An alternative data source for land coverage is available for public use. See the [Earth Engine Data Catalog](https://developers.google.com/earth-engine/datasets/catalog/)

### Generate aggregate weather features associated with each fire
We'll need to lookup all reports within a given bounding box centered at the fire's originating location. I use a bounding box to preclude performing pairwise distance lookups which might be more accurate but will incur a significant expense - $O(n^2)$. The embedded hierarchical structure within a degree-decimal formatted coordinate allows us to generate contextually important containment boundaries. The boundaries will include aggregated values from all weather reports $\pm$ 55.5km of the fire.

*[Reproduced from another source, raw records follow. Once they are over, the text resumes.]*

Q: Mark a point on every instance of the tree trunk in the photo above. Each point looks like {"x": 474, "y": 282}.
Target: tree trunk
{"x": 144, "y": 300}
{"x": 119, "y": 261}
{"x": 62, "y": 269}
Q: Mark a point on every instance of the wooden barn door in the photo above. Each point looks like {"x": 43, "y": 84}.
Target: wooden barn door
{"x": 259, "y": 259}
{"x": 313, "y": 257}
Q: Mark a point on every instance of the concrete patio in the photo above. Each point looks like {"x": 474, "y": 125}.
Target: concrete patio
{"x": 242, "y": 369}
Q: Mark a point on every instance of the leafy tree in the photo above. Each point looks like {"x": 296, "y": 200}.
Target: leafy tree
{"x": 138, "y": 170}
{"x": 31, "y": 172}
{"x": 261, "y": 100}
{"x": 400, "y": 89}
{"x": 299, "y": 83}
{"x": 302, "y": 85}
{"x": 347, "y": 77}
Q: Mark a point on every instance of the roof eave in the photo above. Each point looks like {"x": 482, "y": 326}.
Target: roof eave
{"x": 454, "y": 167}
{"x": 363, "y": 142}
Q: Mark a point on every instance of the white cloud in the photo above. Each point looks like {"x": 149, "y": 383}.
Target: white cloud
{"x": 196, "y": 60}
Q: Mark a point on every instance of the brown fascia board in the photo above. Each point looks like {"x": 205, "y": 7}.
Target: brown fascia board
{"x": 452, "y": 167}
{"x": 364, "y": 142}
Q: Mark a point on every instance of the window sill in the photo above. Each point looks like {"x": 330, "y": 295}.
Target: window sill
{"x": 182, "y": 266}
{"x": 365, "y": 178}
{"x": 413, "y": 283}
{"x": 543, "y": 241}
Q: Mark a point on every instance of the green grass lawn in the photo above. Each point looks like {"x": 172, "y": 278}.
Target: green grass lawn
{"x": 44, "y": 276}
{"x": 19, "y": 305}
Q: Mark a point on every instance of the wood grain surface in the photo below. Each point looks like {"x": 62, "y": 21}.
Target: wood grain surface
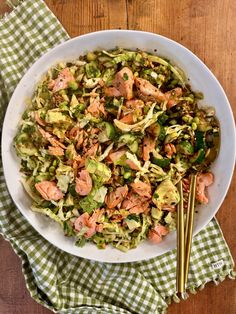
{"x": 208, "y": 28}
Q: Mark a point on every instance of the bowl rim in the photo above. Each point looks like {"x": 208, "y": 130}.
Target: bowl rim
{"x": 137, "y": 32}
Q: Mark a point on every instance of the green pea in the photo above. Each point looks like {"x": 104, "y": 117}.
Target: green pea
{"x": 54, "y": 162}
{"x": 196, "y": 120}
{"x": 186, "y": 136}
{"x": 194, "y": 126}
{"x": 91, "y": 56}
{"x": 127, "y": 175}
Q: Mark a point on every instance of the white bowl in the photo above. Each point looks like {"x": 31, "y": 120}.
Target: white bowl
{"x": 201, "y": 79}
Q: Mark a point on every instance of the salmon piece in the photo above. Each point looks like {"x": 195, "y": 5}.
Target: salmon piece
{"x": 172, "y": 97}
{"x": 149, "y": 144}
{"x": 133, "y": 107}
{"x": 203, "y": 181}
{"x": 147, "y": 91}
{"x": 170, "y": 150}
{"x": 186, "y": 184}
{"x": 112, "y": 92}
{"x": 116, "y": 197}
{"x": 128, "y": 119}
{"x": 97, "y": 214}
{"x": 99, "y": 227}
{"x": 155, "y": 234}
{"x": 170, "y": 208}
{"x": 38, "y": 119}
{"x": 74, "y": 132}
{"x": 134, "y": 103}
{"x": 84, "y": 183}
{"x": 55, "y": 151}
{"x": 123, "y": 82}
{"x": 142, "y": 189}
{"x": 96, "y": 107}
{"x": 49, "y": 190}
{"x": 135, "y": 203}
{"x": 61, "y": 82}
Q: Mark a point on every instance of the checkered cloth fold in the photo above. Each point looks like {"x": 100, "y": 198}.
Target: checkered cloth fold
{"x": 60, "y": 281}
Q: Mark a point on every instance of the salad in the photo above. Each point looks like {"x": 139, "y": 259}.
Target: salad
{"x": 104, "y": 141}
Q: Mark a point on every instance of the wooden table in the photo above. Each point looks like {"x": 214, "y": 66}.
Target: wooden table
{"x": 208, "y": 28}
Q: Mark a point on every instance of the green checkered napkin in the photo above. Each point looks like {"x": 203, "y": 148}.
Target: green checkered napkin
{"x": 60, "y": 281}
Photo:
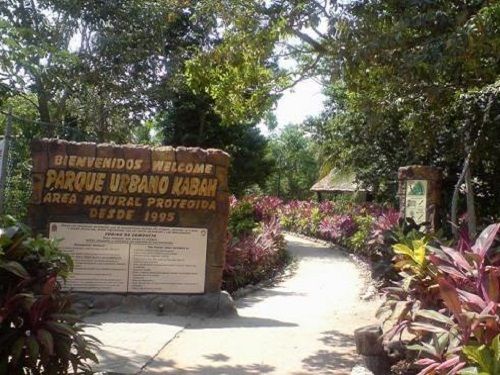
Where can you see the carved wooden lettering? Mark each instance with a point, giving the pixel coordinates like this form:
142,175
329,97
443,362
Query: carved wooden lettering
111,185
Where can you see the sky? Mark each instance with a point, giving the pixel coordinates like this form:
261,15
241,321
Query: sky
298,103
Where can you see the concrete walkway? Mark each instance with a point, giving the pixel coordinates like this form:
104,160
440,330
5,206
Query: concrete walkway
303,325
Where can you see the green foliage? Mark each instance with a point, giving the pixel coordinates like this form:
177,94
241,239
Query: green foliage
295,169
485,357
359,239
242,219
39,331
257,250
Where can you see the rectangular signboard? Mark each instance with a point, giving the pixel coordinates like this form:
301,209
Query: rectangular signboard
133,259
416,200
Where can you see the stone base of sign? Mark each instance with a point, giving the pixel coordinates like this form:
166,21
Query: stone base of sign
209,304
433,176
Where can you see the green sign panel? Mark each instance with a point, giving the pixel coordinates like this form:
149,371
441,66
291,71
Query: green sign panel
416,200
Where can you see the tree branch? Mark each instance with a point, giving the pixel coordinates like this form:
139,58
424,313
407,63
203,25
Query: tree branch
318,47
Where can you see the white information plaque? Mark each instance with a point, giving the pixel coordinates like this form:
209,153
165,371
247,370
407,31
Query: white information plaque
133,259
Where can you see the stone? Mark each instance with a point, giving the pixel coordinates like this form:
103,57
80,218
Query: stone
369,340
360,370
218,157
226,306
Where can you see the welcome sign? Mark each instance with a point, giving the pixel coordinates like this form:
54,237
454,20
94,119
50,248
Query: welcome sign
135,219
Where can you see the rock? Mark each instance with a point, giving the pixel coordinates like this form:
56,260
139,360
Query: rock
369,340
378,364
360,370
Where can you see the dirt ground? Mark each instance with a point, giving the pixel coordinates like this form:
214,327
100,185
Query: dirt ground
302,325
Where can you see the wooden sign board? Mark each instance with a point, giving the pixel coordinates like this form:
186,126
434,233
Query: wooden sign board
416,200
135,219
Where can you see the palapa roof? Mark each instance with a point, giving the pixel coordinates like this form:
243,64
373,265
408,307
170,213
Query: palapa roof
337,181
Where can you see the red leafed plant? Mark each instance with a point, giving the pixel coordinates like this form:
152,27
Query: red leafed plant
469,286
39,332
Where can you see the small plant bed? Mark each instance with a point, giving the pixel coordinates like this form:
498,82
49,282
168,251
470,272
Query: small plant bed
39,331
256,250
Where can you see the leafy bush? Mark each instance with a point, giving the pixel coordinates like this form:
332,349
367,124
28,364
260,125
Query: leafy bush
254,258
359,240
455,319
39,332
241,219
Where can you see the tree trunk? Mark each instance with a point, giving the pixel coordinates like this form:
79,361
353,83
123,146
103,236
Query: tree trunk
43,108
201,128
471,211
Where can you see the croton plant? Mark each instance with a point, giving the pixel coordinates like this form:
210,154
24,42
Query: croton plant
39,332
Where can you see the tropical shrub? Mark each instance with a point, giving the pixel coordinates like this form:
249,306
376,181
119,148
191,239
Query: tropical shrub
39,331
455,322
242,218
255,257
256,248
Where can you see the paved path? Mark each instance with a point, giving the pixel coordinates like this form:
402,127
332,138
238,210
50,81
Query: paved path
303,325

This is the long running computation may take several days to complete. I wrote it to perform aggregations in batches. Each batch will cache the resulting features to a csv file and continue with the next. Also of note here is that I use a thread pool rather than a process pool to keep memory usage as low as possible.

In [None]:
# load cleaned GSOD file
gsod = pd.read_csv(os.path.join('.', 'data', 'gsod.csv'))
gsod.head()

In [None]:
# start a thread pool and progress bar
pool = TPool(mul.cpu_count())
pbar = tqdm(total=len(fires))


def weather_agg(args):    
    try:
        # extract the tuple arguments
        fod_id, lat, lon, year, doy = args
        
        # make a copy of the empty record to start this record with
        results = empty.copy()
        results['fod_id'] = fod_id
        
        # get all weather reports within 111km
        lat_min, lat_max = lat-.5, lat+.5
        lon_min, lon_max = lon-.5, lon+.5
        
        # retrieve all weather reports within the box and 4 days leading up to and including
        # the day of the fire
        wthr = gsod.loc[
            (gsod.lat >= lat_min) & (gsod.lat <= lat_max) &
            (gsod.lon >= lon_min) & (gsod.lon <= lon_max) &
            (
                (gsod.year == year) & (gsod.doy >= doy-4) & (gsod.doy <= doy) |
                (gsod.doy <= 4) & (gsod.year == year-1) & (gsod.doy >= 361+doy)
            )
        ]
        
        # get the three day prior aggregates
        w_ = wthr.loc[wthr.doy != doy]
        if len(w_) > 0:
            results['threeDay_atmos_sev'] = np.mean(w_.atmos_sev)
            results['threeDay_temp_max']  = np.max(w_.temp_max)
            results['threeDay_temp_min']  = np.min(w_.temp_min)
            results['threeDay_temp']  = np.median(w_.temp)
            results['threeDay_sndp']  = np.median(w_.sndp)
            results['threeDay_dewp']  = np.median(w_.dewp)
            results['threeDay_gust']  = np.max(w_.gust)
            results['threeDay_mxspd'] = np.max(w_.mxspd)
            results['threeDay_stp']   = np.median(w_.stp)
            results['threeDay_temp']  = np.median(w_.temp)
            results['threeDay_slp']   = np.median(w_.slp)
            results['threeDay_wdsp']  = np.median(w_.wdsp)
            results['threeDay_prcp']  = np.sum(w_.prcp)
            results['threeDay_visib'] = np.median(w_.visib)   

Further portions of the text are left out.